38 (Sorrisi sul luogo del delitto). Sul luogo del delitto è stata scattata una fotografia raccapricciante (o comunque più raccapricciante delle altre). Ma il punctum stavolta non è rappresentato dal corpo straziato del poeta. Come nella celebre immagine dell’esecuzione di Cesare Battisti – con le zampe del boia giulivo appoggiate alla forca –, c’è qui un poliziotto chino sul cadavere che sorride di scherno. Non si tratta di un poliziotto con il quale il poeta “avrebbe simpatizzato”: è molto difficile continuare ad alimentare l’equivoco di Valle Giulia e fingere che non sia stato Pasolini, già allora, a scrivere: “Siamo ovviamente d’accordo contro l’istituzione della Polizia”. Secondo Wu Ming 1, davanti a questa immagine riudiamo piuttosto la frase pronunciata a Regina Coeli da un agente di custodia a proposito del giovane Marcello Elisei, la cui tragica figura verrà citata da Pasolini alla fine di Mamma Roma: “Quel bastardo è morto”.

39 (Ecce Homo). Ernest Pignon-Ernest, straordinario artista di strada francese, ci regala l’ultima goccia di dolore e di splendore. Il poeta è in piedi, ha lo sguardo fiero, e tiene tra le braccia se stesso. Sembra un Cristo appena deposto dalla croce e tuttavia già risorto. (Sulla scena cala l’Erbarme dich, mein Gott della Matthäus-Passion di Bach: Abbi pietà, mio Dio, per l’amore delle mie lacrime / Guarda qui, il cuore e l’occhio che piange davanti a te amaramente / Abbi pietà, mio Dio).

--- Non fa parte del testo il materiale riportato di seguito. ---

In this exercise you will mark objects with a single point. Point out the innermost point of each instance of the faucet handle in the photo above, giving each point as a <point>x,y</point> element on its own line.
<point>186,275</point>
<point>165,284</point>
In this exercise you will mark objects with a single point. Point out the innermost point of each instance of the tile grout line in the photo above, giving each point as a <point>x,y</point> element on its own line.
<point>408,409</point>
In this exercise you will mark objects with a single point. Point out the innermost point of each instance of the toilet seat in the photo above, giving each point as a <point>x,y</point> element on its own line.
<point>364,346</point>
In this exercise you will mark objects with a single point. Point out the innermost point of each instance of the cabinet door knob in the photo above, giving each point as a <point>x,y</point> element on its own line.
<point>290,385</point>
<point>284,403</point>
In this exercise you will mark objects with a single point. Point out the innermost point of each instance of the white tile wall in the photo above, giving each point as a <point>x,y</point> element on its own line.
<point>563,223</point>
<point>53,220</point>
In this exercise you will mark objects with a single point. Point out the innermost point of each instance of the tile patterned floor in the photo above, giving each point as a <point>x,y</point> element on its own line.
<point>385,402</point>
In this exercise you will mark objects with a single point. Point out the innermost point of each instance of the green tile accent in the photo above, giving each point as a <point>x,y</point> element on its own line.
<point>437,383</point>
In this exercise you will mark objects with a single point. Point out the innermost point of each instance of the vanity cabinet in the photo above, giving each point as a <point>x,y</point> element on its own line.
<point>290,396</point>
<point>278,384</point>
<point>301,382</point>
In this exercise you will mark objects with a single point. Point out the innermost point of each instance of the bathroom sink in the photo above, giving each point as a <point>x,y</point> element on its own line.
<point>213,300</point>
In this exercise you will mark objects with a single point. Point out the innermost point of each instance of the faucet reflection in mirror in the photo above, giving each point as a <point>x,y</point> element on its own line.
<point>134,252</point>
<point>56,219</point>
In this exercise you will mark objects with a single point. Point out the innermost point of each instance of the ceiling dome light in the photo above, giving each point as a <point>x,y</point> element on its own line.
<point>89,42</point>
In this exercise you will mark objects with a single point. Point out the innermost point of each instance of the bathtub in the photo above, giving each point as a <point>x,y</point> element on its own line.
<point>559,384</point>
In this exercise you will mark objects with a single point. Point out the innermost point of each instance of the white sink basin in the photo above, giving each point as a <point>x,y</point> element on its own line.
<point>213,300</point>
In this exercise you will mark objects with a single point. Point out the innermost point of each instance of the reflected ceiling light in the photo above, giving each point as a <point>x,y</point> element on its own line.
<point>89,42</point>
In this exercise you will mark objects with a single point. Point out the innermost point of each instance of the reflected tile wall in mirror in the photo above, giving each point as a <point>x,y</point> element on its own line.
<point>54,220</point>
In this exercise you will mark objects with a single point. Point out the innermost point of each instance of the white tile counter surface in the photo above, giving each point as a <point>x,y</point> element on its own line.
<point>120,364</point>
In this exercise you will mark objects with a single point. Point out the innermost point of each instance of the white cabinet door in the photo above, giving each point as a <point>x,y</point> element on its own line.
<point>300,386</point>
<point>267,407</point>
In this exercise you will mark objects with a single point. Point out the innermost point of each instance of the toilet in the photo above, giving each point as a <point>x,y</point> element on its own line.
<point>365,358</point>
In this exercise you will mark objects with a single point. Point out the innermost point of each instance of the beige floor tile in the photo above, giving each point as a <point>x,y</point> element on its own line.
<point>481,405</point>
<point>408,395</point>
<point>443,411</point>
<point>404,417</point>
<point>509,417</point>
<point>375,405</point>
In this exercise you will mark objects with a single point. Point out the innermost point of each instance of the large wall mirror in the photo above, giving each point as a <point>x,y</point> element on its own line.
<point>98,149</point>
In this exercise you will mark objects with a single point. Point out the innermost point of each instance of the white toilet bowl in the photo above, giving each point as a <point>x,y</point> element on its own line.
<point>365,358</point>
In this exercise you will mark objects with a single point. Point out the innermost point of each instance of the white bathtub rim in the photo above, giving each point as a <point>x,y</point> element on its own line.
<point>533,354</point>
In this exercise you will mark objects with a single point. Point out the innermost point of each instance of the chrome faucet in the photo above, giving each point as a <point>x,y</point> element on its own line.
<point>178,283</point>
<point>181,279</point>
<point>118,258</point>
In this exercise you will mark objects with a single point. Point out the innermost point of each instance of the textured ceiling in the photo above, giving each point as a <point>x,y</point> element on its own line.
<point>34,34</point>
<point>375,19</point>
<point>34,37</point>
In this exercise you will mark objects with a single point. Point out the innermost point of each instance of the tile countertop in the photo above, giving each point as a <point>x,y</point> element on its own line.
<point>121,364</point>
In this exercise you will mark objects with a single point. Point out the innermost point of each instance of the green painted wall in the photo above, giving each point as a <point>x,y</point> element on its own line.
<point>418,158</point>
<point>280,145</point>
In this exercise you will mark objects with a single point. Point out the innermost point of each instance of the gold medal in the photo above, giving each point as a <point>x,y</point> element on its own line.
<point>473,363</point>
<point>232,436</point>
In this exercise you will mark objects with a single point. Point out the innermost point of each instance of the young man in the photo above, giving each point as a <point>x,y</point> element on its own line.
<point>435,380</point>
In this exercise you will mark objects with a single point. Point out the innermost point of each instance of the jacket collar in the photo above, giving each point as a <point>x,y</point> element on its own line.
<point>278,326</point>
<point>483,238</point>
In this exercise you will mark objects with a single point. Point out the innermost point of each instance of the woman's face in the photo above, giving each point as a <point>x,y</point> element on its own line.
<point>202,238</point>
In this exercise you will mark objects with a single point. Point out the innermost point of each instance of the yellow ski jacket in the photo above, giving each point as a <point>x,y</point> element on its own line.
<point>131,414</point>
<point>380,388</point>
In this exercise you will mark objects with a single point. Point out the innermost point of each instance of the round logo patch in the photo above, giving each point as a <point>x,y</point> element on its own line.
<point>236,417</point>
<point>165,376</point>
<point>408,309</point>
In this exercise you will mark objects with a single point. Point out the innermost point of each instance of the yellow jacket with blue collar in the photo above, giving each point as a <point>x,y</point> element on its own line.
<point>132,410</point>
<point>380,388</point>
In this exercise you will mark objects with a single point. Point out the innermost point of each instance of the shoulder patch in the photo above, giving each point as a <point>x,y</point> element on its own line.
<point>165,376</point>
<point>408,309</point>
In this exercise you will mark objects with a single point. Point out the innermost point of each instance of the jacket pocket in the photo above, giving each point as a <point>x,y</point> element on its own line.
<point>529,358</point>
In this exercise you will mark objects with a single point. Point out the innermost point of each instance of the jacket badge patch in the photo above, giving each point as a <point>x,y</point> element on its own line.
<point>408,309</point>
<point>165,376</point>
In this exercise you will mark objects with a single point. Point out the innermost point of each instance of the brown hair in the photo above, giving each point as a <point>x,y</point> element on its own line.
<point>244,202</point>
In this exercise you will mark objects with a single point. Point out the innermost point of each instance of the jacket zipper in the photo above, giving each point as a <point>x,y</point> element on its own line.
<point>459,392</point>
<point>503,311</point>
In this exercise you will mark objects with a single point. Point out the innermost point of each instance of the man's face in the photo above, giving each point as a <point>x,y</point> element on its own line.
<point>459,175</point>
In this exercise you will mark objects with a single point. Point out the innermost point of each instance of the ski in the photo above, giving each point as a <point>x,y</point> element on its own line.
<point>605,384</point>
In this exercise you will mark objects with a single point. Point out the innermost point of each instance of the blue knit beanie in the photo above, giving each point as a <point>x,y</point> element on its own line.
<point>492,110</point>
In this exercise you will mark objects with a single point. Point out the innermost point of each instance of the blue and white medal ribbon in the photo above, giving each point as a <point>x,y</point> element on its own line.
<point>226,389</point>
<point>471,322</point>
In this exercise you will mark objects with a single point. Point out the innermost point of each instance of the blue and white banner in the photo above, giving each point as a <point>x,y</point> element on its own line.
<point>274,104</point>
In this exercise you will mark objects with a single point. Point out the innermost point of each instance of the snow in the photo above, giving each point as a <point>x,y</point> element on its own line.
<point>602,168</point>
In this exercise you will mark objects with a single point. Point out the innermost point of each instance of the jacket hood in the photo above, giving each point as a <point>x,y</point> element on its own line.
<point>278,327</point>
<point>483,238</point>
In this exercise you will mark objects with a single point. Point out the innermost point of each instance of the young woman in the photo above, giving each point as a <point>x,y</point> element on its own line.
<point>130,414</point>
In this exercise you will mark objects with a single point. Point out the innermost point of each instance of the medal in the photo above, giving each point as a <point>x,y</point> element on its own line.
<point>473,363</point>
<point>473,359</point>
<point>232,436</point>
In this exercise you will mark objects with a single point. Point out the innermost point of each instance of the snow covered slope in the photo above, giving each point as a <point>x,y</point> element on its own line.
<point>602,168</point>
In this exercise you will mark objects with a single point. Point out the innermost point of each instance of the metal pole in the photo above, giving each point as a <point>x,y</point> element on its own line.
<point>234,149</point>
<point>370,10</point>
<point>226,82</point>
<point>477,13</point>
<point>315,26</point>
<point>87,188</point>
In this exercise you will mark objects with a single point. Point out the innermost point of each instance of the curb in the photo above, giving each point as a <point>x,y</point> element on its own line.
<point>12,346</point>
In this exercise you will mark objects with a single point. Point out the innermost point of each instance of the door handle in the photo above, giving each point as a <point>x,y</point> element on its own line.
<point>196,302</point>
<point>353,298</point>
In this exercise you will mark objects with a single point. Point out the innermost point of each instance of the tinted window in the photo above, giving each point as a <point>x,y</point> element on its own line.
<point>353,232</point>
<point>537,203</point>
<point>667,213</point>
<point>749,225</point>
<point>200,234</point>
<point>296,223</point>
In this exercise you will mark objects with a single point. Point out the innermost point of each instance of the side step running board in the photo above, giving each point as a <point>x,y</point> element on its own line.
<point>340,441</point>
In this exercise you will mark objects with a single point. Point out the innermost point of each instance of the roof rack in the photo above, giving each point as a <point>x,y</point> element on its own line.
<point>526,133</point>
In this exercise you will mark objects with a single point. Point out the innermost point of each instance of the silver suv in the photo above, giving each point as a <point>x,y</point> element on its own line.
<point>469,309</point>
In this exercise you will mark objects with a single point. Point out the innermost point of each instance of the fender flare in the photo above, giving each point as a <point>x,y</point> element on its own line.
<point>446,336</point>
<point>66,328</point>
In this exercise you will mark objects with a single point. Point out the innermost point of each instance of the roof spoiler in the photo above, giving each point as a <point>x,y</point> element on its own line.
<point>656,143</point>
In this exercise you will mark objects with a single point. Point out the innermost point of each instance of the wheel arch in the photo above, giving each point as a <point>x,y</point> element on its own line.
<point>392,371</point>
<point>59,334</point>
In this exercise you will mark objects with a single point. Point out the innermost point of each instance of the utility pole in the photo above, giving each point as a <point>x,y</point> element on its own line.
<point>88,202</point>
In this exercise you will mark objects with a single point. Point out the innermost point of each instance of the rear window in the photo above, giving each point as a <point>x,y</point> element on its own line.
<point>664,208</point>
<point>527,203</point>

40 (Fine a Casarsa della Delizia). Nel cimitero di Casarsa, davanti alla tomba di Pier Paolo Pasolini e della madre Susanna Colussi, adesso c’è un uomo vestito con un soprabito chiaro. Potrebbe essere una giornata di inizio novembre. La sua testa è leggermente abbassata, pare immerso in una profonda meditazione. Quando la rialza vediamo però che si tratta di un ragazzo. Le palpebre, ancora socchiuse, nascondono gli occhi malandrini di un riccetto. “Per quali strade il cuore / si trova pieno, perfetto anche in questa / mescolanza di beatitudine e dolore?”.